Working with the St. Kitts and Nevis Ministry of Environment and Climate Action, Taiwan ICDF and the Taiwan Ocean Affairs Council and experts throughout the community, the Stimson Center conducted an in-depth study to identify and address the most pressing climate dangers faced by the city and island nation, and it outlines specific steps and opportunities that can be taken to mitigate these risks.
Working in partnership, the four organizations collected data on the extent of climate and ocean risks in Basseterre and its surrounding area, including increased heat events, loss of mangroves, poor fisheries management, and more intense hurricanes.
To prioritize local action, almost 70 local experts were surveyed to utilize their knowledge to help generate recommendations to strengthen climate resilience given Basseterre’s social, economic, and ecological characteristics.
These recommendations, together with key findings from the report, were released at COP27 at the St.

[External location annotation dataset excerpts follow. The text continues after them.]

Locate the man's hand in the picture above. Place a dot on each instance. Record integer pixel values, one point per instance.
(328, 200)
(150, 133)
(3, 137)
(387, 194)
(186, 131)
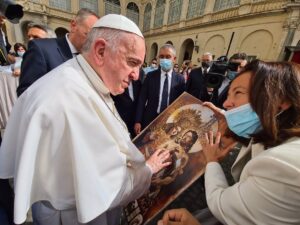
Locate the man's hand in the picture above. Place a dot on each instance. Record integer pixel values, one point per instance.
(178, 217)
(137, 128)
(158, 160)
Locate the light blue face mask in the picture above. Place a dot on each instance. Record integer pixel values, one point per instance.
(20, 53)
(243, 121)
(231, 74)
(166, 64)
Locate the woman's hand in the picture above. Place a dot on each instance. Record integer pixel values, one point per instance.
(213, 150)
(158, 160)
(178, 217)
(222, 124)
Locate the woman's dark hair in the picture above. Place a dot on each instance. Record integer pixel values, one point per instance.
(17, 46)
(271, 84)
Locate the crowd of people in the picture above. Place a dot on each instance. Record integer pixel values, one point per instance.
(84, 97)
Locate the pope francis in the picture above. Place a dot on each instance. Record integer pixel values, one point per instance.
(65, 145)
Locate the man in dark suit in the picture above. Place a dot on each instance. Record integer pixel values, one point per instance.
(160, 88)
(196, 83)
(4, 45)
(126, 104)
(43, 55)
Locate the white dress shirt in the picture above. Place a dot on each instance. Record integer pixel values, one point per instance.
(162, 80)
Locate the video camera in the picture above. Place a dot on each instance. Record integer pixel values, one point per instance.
(218, 71)
(13, 12)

Kitts and Nevis Pavilion.
“Island states are least responsible for but most impacted by climate change, particularly across cities whose economies rely on tourism as their main lifeline,” said Sally Yozell, Senior Fellow, Director of the Stimson Center’s Environmental Security Program, and project lead for CORVI.
“In Basseterre, the lives and livelihoods of city residents, the capital government, and local businesses who sit at the water’s edge are being threatened by more intense weather events— which can cause dual threats of flooding from the mountains and dangerous storm surges from the ocean during a tropical storm or hurricane.”
“This is further exacerbated by its aging infrastructure,” Yozell continued. “At the same time, unplanned development paired with coastal erosion and the loss of corals, sea grasses, and mangrove coverage are reducing the natural buffers to these storms.”
The CORVI assessment has identified some of the most serious risks while outlining reasonable actions to help mitigate those risks in the Basseterre area.
“Part of what makes CORVI unique is that it works closely with experts in the community to understand the local climate issues which demand on the ground solutions.” Yozell added.
“As a Small Island Developing State, it is critically important that the strategies required to respond to the impacts of climate change in St. Kitts and Nevis be done through an integrated and comprehensive approach,” said Sharon Rattan, Permanent Secretary in the Ministry of Environment and Climate Action.